Onbewust bijsturen van de omgang met computers Arnout Fischer bestudeert in zijn dissertatie hoe gebruikers hun gedrag in de omgang met interactieve systemen reguleren. Begrip van zulke gedragsregulering kan leiden tot het ontwerp van interfaces die minder frustratie en problemen bij de gebruiker opwekken. Ook in geoefende gedragingen is regulering noodzakelijk. Een voorbeeld voor de noodzaak van gedragsregulering geldt voor bergwandelen. Veel Nederlanders die voor het eerst in de Alpen lopen, komen er al snel achter dat de uitgestrekte pas van ons laagland niet tot een plezierige beklimming van een berg leidt (verhoogde hartslag, versnelde ademhaling, etc.). Met ervaring leert men een beter ritme aan te nemen. Waarschijnlijk zal het juiste ritme niet bewust gekozen worden, maar volgen uit een poging het wandelen zo plezierig mogelijk af te stemmen. Een dergelijke gedragsregulering is ook van toepassing in de omgang met computers, zoals bij het omgaan met de computermuis, waarbij de gebruiker in verschillende situaties de omgang met het systeem zal moeten aanpassen. Denk bijvoorbeeld aan het verschil tussen het spelen van spelletjes en het werken met grafische toepassingen.

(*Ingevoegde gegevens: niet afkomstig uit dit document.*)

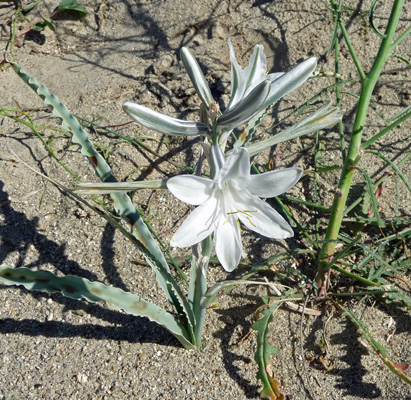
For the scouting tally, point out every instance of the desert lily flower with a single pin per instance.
(231, 197)
(252, 91)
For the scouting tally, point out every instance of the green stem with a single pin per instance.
(348, 41)
(385, 130)
(354, 150)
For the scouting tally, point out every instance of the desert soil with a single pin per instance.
(55, 348)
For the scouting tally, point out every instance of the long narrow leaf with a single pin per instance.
(263, 354)
(382, 353)
(81, 288)
(323, 118)
(122, 202)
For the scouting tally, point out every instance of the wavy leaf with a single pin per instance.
(397, 369)
(123, 205)
(81, 288)
(263, 354)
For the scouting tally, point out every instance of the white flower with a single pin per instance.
(232, 196)
(252, 91)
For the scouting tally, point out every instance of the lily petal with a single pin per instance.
(258, 216)
(246, 108)
(197, 77)
(290, 81)
(198, 225)
(236, 169)
(238, 80)
(274, 183)
(256, 68)
(191, 189)
(162, 123)
(228, 246)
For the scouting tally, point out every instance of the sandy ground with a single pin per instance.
(55, 348)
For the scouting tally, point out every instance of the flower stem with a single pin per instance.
(354, 150)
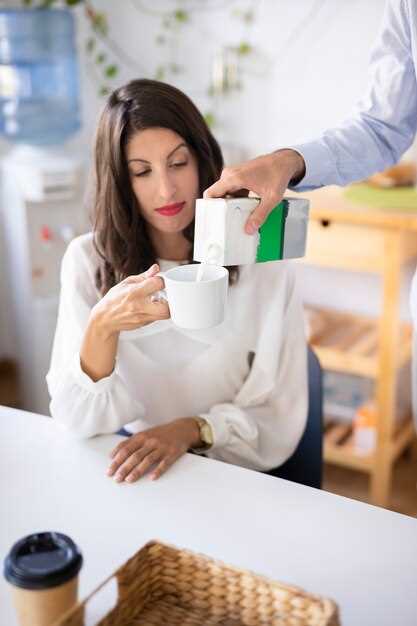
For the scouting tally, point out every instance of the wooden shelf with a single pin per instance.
(339, 447)
(348, 343)
(9, 387)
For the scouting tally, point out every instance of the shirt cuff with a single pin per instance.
(220, 430)
(104, 384)
(320, 165)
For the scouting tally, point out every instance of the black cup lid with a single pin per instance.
(42, 560)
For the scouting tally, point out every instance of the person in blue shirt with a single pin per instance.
(380, 130)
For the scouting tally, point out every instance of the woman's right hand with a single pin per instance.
(128, 305)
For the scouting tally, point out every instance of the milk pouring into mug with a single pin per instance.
(220, 238)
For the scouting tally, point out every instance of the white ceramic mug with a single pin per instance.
(196, 305)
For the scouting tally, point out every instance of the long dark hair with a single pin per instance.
(121, 236)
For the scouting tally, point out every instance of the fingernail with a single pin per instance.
(251, 228)
(150, 271)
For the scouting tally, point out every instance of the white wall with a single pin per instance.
(308, 69)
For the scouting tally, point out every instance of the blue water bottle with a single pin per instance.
(38, 76)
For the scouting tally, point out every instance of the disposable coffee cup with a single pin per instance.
(42, 570)
(196, 304)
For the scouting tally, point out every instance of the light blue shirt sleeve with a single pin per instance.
(384, 123)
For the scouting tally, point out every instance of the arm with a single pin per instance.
(85, 405)
(385, 121)
(372, 139)
(262, 427)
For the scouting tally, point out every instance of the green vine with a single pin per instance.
(107, 56)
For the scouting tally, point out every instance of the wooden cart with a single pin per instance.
(349, 236)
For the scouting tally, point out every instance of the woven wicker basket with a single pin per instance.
(164, 586)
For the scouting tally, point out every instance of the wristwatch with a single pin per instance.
(206, 434)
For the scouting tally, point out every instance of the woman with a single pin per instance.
(237, 392)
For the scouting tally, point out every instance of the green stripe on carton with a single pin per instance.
(272, 233)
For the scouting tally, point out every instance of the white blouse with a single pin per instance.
(246, 377)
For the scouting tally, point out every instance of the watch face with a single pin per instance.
(206, 434)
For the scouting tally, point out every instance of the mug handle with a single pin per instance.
(161, 295)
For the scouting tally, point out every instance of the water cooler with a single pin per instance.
(42, 181)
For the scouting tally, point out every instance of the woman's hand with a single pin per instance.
(160, 446)
(128, 305)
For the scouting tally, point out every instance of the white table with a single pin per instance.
(363, 557)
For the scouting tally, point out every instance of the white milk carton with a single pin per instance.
(220, 238)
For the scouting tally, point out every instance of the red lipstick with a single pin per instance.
(171, 209)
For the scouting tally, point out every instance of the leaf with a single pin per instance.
(111, 70)
(100, 23)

Mens-computer interactie en emotie De meeste theorieën met betrekking tot de interactie tussen mensen en computers (human-computer interaction) beschrijven gebruikersgedrag en de aanpassingen daarop als het gevolg van een rationeel proces waarin de best mogelijke gebruikersacties voor de huidige situatie worden bepaald. Het rationeel bepalen van het beste gedrag kan een zeer grote mentale inspanning vereisen, alle factoren van belang moeten immers beschouwd worden. Arnout Fischer betoogt in zijn proefschrift dat de gebruiker in het dagelijks leven vaak niet in staat is, of niet bereid is om de moeite te nemen om een dergelijke rationele denkinspanning te leveren. Hij stelt dat in vele situaties gebruikers op intuïtieve wijze tot de beste omgang met de computer komen. In het proefschrift wordt deze stelling uitgewerkt met behulp van emotietheorieën. Fischer stelt dat de gebruiker het gedrag zal uitvoeren waar hij/zij zich het best bij verwacht te voelen, en dat deze verwachting uit ervaring voortkomt.

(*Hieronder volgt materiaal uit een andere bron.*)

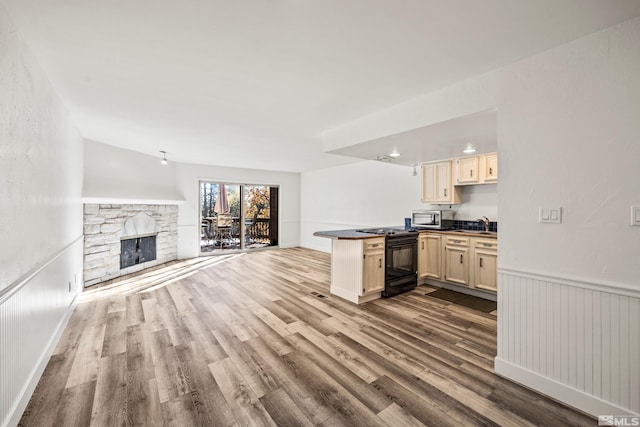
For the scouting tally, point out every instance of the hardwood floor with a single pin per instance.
(256, 339)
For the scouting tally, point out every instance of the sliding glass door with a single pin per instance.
(237, 216)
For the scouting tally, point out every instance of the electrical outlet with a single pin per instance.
(635, 215)
(550, 215)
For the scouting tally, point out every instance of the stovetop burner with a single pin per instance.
(388, 231)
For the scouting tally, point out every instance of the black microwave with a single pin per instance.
(437, 219)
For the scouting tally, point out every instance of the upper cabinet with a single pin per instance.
(438, 184)
(489, 168)
(482, 169)
(467, 170)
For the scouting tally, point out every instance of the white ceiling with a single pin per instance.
(254, 83)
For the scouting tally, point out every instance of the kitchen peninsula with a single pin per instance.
(363, 263)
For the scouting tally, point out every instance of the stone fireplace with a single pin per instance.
(120, 239)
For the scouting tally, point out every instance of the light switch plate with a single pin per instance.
(550, 215)
(635, 215)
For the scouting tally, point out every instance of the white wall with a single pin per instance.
(569, 299)
(188, 179)
(118, 174)
(364, 194)
(40, 163)
(40, 220)
(569, 135)
(474, 95)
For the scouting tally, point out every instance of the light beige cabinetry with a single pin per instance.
(456, 260)
(489, 168)
(471, 170)
(486, 264)
(430, 256)
(373, 266)
(438, 185)
(467, 170)
(462, 260)
(357, 268)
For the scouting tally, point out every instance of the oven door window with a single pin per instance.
(401, 260)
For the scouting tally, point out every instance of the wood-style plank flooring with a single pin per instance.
(256, 339)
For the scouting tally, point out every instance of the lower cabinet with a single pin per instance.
(373, 266)
(486, 264)
(357, 268)
(430, 256)
(456, 260)
(460, 260)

Experimenten Om de in het proefschrift voorgestelde regulering van interacties te onderzoeken zijn proefpersonen geobserveerd in experimentele taken. Hieruit blijkt dat proefpersonen vaak al doende leren wat de beste interactie binnen een taak is. Tevredenheid is hierbij een indicator voor de kwaliteit van interactie. De tevredenheid blijkt voornamelijk bepaald te worden aan de hand van opgedane ervaring in plaats van een rationele afweging. Ondersteuning voor de stelling dat emoties een rol spelen bij de aanpassingen van gedrag werd gevonden in het feit dat muziek de uitvoering van computertaken beïnvloedde. Dit werd zowel gevonden bij gokgedrag in een kaartspel als in de snelheid en precisie van muis-cursorbewegingen. In de dagelijkse praktijk ondervinden veel computergebruikers frustraties omdat softwarepakketten niet goed aansluiten bij de ervaring en intuïties van de gebruiker. De conclusies in dit proefschrift geven software- en interfaceontwerpers een houvast om te begrijpen hoe mensen aan de hand van hun ervaring en intuïtie met programmatuur omgaan, waardoor voor de gebruiker meer begrijpelijke interfaces ontworpen kunnen worden.